One Teenager in Ten- ed. Ann Heron

(Not discussed by the group but written in a personal capacity.)oti10

A collection of short autobiographies by some gay teenagers in the states. Despite the days of liberation and the so-called permissive society, it is quite clear that most of these kids have suffered considerable pain in terms of the loss of friends and the isolation they feel as a result of their sexuality. There seems to have been no progress here since the past two generations. Where there has been progress is in terms of guilt-feelings. The past two generations will have probably had less ostracism because they will have been less honest, indeed less sure, about themselves but they will have faced guilt and self-doubt about their sexuality, assuming themselves to be the only ones in an age when the subject was never mentioned except by comedians in jokes and in condemnatory sermons.
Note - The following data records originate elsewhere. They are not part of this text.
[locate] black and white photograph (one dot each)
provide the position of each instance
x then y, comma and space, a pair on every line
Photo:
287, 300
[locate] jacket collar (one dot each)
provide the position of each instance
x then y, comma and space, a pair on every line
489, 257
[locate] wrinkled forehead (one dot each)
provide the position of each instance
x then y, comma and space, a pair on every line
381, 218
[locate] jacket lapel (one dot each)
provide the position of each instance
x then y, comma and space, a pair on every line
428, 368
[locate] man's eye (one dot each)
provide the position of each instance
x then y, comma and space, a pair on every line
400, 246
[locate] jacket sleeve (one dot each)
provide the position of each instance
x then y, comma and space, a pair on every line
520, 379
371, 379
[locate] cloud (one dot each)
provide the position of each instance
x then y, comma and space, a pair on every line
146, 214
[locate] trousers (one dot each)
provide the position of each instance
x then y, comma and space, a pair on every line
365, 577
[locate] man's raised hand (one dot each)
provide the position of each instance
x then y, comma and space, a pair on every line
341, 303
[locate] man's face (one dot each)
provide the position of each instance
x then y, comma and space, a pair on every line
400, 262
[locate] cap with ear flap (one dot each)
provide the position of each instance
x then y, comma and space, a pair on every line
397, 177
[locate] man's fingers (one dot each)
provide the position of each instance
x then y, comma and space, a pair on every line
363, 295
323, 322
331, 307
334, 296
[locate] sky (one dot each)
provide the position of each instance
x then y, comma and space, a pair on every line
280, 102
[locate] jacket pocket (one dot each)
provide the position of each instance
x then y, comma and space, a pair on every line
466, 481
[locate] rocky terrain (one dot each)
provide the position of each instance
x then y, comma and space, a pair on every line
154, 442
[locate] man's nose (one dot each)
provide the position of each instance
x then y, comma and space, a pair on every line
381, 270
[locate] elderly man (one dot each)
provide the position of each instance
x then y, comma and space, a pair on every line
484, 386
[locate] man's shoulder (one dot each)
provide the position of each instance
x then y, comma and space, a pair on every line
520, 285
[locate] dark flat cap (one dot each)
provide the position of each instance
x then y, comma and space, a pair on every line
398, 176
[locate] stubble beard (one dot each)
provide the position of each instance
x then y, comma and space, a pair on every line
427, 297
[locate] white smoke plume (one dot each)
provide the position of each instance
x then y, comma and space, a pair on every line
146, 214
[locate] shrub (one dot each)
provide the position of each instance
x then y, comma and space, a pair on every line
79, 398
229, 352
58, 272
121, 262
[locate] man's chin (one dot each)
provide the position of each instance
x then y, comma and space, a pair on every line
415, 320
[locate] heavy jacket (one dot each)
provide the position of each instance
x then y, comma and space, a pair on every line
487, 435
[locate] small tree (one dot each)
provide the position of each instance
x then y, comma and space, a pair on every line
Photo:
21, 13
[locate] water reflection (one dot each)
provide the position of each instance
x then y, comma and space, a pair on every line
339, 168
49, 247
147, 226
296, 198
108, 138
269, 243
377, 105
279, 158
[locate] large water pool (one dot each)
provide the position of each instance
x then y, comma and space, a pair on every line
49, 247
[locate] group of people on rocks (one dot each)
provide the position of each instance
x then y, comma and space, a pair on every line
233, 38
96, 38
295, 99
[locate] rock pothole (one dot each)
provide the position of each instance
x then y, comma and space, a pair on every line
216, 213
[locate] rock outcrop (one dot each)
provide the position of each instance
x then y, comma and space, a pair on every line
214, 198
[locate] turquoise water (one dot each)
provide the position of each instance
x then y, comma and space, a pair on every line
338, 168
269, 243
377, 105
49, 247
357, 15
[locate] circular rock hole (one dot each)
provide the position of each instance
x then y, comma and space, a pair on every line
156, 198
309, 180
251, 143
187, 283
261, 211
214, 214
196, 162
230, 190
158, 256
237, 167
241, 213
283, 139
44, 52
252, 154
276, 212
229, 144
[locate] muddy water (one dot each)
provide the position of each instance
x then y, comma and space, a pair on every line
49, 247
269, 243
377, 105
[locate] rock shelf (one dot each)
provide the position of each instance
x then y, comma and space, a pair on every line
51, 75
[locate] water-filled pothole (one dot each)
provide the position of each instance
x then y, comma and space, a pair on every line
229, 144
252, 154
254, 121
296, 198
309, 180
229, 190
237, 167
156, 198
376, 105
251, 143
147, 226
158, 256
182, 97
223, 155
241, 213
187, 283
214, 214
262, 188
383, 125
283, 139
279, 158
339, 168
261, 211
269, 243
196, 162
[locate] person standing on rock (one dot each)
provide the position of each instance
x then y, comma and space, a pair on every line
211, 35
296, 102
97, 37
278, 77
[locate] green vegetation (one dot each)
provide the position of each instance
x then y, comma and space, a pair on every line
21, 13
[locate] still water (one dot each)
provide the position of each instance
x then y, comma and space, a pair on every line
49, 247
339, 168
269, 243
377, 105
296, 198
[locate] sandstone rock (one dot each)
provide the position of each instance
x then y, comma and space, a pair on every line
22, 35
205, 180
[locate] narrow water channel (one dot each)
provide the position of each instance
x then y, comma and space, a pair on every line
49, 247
Clergy and teachers need to be more clued up on this subject, not least because their employers are amongst the more repressive and they risk trouble if they seriously care pastorally for gay teenagers. Gay teachers and gay clergy are the most vulnerable and yet the most knowledgeable – their role is probably to spread their gospel to ‘straight’ clergy and teachers for the latter to act. Individuals have exercised tremendous pastoral care in the past but society at large is still very prejudiced to the extent that gayness if probably the largest intolerance-area, despite gay people forming society’s biggest minority group after the elderly.